Wednesday, November 3, 2021

My liver will never cope... by Cathy Ace

READING: Borrowing from the NYT Q&A with authors: You’re having a dinner party. Which four authors living or dead do you invite?

I have to say, off the bat, that all my picks will be dead ones…because there are too many living authors I love and miss to include them all, and I can’t bear the idea of having to pick just four! So let’s assume there’s a GIANT knees-up planned for all my author-chums still this side of the grass, to be held at the venue pictured below (one of my favourite places to be - the bar on the top deck at the stern of a cruise ship)…then let’s get onto the rest of the question.

Welcome one and all...


Me, at16...
going on 17
First pick: without question, William Shakespeare. I’ve had a thing about Shakespeare since Mrs. Hammond and Mr. Lee led the English Literature classes at Llwyn-y-Bryn Senior Comprehensive School, in Swansea, as we read the Great Bard’s plays aloud. The way his words feel as you speak them? Magical. And – of course – whenever there’s the chance to hear them spoken by talented actors, they sound even better. My favourite role was Iago – which I read with gusto at the age of seventeen with Mr. Lee reading Othello. I still love those long, poisonous speeches. I performed Lady Macbeth’s “unsex me” speech as part of my audition for the Welsh College of Music and Drama (yes, I got in, but my parents’ view that acting was something one did for fun, as opposed to it being a potential career, won the day, which meant I elected to go to university instead).

On November 5th the eleventh Cait Morgan Mystery is published (interesting, if puzzling segue, you’re thinking…right?) and I have finally brought my love of all things Shakespearean into the light…you see, the book concerns the family of a recently deceased Shakespeare aficionado, so there are allusions, references, the shape of one of his sweeping tragedies, and even quotes as chapter titles (with a list of sources at the end of the book). So, if you like the idea of a classic, closed-circle Whodunnit, at a country house outside London, just before Christmas, with more than a smattering of Shakespeare…this could be the book for you! (BSP over, now!)


Second pick: Dylan Thomas. Another writer who knew how to get words onto the page so they sing when you speak them. I’d love Shakespeare and Thomas to meet…I suspect massive amounts of drinking would ensue, and I suspect they’d get on like a house on fire.
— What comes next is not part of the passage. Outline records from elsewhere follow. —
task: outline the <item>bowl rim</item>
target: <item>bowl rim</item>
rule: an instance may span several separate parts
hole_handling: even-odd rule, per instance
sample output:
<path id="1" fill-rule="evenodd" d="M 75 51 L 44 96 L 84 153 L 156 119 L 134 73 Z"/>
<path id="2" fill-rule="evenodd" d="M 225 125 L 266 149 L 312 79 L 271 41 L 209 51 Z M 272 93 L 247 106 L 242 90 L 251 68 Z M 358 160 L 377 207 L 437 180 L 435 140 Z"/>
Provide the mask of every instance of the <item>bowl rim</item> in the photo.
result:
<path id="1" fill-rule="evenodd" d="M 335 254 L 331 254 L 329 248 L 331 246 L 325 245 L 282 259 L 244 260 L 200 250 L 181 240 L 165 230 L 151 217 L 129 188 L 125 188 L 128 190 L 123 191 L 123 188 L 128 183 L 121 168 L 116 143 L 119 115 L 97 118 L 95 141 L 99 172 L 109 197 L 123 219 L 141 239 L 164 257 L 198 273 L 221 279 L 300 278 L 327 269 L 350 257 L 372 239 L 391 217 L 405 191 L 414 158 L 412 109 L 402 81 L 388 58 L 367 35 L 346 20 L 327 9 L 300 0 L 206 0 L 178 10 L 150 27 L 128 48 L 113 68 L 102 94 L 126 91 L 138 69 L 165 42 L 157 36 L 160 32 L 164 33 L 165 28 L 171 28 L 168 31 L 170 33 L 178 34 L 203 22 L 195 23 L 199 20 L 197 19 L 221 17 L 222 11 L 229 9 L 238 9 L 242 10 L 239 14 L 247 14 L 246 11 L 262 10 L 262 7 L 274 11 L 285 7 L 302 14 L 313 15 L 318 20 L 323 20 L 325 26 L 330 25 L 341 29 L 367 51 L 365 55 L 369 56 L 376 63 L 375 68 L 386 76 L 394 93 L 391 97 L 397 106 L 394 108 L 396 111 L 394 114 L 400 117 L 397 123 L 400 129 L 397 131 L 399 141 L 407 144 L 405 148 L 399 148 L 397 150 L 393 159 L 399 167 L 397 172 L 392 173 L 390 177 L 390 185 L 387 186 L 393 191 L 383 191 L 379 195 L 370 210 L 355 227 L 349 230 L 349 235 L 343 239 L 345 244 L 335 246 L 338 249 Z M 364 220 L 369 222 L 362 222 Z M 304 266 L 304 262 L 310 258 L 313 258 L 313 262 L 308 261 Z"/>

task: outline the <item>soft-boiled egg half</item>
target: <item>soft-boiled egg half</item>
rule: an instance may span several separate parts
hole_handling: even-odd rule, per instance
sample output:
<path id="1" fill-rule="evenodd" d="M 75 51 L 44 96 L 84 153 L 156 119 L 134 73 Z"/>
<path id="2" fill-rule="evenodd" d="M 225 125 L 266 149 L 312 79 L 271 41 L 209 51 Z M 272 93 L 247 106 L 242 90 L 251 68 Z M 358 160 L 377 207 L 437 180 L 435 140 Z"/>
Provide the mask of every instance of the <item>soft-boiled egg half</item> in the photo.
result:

I’d also enjoy listening in to their conversations about their wives because – let’s be honest – their lives were…shall we say “complicated”, and leave it at that?

Almost loved to death!

Third pick: JRR Tolkien, because I’d want to ask him so much about Middle Earth, and how he managed to keep the worlds he invented straight in his memory. He’s another wordsmith who crafted tales which stir the blood, though his academic background would be something I’d also like to talk to him about, as well as his use of runes (I used to take all my notes in geography class in Elven Runes…let’s just say I was heavily into Tolkien at the same time I was heavily into Shakespeare, okay!).

Fourth pick: difficult, because there are still dozens of authors on my list, and it’s a toss-up between Graham Greene and Emile Zola…but I’ll go with Emile Zola (and let’s assume he can speak English, because my French wouldn’t be up to it). His novels are epic. His ability to create a scene in the mind is second to none. His characters – who I met when I was in my teens – are so realistically drawn, they still exist in my mind’s eye as through they were real people. If ever there was a writer who could conjure flawed characters, yet allow the reader to understand why they had become the way they were, this is your man. Just the character of Nana (in Nana) alone has enough depth to her for me to be in awe of his abilities. And his plots? Complex? Just a bit. Love them…and hate them, too, because they highlight humanity’s inhumanity all too well.

These have all been with me since my teen years...

So there you have it – all men! Which makes me sound as though I don’t read works by women, which is untrue…but I can’t decide which of the men to get rid of on the list, so may I get around this little difficulty by inviting each of these men to bring a plus one? And those will be: Agatha Christie, Ngaio Marsh. PD James, and Ruth Rendell…which balances not just the genders, but also the dearth of crime fiction (though I’d argue that Shakespeare and Zola wrote a great deal about crime, and criminals).

Oh – and I’ll bring my husband, because I wouldn’t want him to miss this for the world!

BLATANT SELF PROMOTION PART TWO! 


The 11th Cait Morgan Mystery will be published on Friday 5th November!

MORE INFORMATION AND LINKS HERE







1 comment:

  1. I just got back online to read this and it's terrific. Yes, inviting writers whose work begs to be read aloud is a wonderful idea. I too enjoy reading Shakespeare aloud because he was writing for that, but not Iago, whom I despise for his evil! I squirm when I see his success on the theatrical or operatic stage. I want to stand up and yell, "Don't believe it, Othello!"